Description of the Related Art
Like all linear block codes, an LDPC (low density parity check) code can be described in terms of a matrix. In the case of an LDPC code the matrix contains a first portion consisting of information bits and a second portion containing parity bits, the matrix commonly being referred to as an H-matrix, or a parity check matrix. The LDPC code gets its name from the H-matrix which contains relatively few 1's in comparison to the number of 0's.
Many modern communications systems require the use of error correction codes that can accommodate different code rates and different lengths of information bits. It is well known that longer code lengths improve error correcting performance, while shorter code lengths are characterized by reduced processing delays. Likewise it is known that increasing code rates improves the data rate and bandwidth efficiency, while reducing code rates increases information robustness in noisy channels. However, designing separate error correction codes for each different code length and code rate that may be used in a particular communications system is a very complicated process and often not practical.

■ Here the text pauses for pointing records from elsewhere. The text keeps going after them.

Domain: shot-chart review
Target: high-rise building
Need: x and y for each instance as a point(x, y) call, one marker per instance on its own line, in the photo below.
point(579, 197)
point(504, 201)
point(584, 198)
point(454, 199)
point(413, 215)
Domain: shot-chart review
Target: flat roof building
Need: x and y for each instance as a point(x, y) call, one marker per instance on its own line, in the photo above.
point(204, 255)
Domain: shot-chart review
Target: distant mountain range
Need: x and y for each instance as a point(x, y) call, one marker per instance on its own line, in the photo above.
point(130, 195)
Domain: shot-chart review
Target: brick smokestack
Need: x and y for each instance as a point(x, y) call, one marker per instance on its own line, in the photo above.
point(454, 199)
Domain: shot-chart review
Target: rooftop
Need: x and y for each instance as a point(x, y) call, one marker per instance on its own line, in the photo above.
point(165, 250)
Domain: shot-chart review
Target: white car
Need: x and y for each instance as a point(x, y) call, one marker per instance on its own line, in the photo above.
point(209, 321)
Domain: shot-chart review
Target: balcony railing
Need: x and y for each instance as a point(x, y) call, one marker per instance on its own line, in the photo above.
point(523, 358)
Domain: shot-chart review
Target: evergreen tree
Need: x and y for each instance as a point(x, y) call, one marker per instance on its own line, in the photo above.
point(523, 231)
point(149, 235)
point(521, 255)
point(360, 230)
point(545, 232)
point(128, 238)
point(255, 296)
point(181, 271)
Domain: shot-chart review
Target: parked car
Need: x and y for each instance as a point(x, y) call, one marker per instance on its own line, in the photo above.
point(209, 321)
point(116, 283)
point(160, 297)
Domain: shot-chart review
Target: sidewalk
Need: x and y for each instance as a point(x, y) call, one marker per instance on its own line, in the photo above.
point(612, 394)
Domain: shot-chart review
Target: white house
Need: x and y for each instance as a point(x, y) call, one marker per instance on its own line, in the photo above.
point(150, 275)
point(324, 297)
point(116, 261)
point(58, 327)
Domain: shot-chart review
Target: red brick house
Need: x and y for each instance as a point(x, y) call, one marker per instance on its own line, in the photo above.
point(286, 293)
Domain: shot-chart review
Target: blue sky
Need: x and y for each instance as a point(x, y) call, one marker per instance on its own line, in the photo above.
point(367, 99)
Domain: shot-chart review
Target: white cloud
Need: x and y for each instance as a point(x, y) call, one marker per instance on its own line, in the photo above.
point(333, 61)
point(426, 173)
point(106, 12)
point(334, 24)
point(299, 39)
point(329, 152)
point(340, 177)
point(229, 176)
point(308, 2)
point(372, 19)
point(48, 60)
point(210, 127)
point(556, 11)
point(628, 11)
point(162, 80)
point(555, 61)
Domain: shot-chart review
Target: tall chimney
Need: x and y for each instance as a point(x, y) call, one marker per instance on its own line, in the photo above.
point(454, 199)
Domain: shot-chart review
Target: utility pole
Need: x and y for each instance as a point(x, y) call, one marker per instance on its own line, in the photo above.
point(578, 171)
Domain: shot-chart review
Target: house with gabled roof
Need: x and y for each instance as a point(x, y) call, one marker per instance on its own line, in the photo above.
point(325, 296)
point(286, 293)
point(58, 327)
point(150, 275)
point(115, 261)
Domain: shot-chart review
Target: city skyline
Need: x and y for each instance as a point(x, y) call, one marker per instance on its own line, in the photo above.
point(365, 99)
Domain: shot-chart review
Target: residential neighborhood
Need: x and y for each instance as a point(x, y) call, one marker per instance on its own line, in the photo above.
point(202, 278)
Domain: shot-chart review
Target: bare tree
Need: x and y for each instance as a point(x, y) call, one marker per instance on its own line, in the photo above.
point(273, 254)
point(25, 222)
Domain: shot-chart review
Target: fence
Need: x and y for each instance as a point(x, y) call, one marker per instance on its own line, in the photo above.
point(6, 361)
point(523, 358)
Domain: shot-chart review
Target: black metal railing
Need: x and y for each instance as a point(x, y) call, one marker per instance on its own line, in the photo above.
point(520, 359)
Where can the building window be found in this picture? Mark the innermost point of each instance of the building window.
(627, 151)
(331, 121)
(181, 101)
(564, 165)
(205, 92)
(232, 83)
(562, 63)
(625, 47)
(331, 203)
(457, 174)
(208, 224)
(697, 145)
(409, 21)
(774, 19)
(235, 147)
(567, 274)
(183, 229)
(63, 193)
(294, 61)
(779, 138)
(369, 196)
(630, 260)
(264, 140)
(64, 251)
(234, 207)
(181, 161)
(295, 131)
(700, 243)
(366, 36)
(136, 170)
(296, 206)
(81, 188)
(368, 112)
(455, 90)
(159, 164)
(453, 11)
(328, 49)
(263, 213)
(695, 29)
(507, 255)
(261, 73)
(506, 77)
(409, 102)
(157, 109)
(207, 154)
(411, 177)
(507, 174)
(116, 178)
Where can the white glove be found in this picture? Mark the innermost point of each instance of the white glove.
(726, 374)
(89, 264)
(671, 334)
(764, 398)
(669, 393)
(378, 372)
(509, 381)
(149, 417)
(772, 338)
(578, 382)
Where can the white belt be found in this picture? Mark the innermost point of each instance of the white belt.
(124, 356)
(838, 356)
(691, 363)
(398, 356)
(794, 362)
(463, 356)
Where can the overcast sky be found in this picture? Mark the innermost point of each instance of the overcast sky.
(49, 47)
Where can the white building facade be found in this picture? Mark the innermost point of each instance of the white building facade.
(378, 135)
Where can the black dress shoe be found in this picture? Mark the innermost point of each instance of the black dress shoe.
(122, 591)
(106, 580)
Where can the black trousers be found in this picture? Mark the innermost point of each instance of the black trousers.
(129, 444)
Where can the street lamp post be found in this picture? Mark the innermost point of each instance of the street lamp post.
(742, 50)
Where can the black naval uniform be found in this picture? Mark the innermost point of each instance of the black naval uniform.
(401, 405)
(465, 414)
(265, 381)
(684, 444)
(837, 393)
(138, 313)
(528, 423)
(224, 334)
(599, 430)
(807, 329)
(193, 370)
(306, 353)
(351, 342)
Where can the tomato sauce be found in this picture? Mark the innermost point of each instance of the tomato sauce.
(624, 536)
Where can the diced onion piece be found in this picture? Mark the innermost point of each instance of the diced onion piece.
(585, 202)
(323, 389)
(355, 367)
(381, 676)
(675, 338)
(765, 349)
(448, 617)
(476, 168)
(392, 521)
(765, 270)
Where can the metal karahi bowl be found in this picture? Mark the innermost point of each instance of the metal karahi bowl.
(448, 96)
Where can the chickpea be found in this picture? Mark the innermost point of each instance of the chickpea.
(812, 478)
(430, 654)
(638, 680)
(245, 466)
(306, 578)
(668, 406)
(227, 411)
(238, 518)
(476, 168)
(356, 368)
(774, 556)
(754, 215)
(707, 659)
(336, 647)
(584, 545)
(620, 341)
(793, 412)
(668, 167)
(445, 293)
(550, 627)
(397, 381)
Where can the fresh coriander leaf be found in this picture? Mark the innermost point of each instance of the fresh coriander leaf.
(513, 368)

It would therefore be highly desirable to provide a novel error correction system using error correction codes capable of adapting to different information lengths and different code rates. Such a system would be designed with the goal of providing performance that is equal or close to the performance of systems using separately designed codes and would inherently be of low complexity since it would obviate the need to design a separate code for each condition and would employ encoder and decoder hardware that can be reused in different situations without extra cost.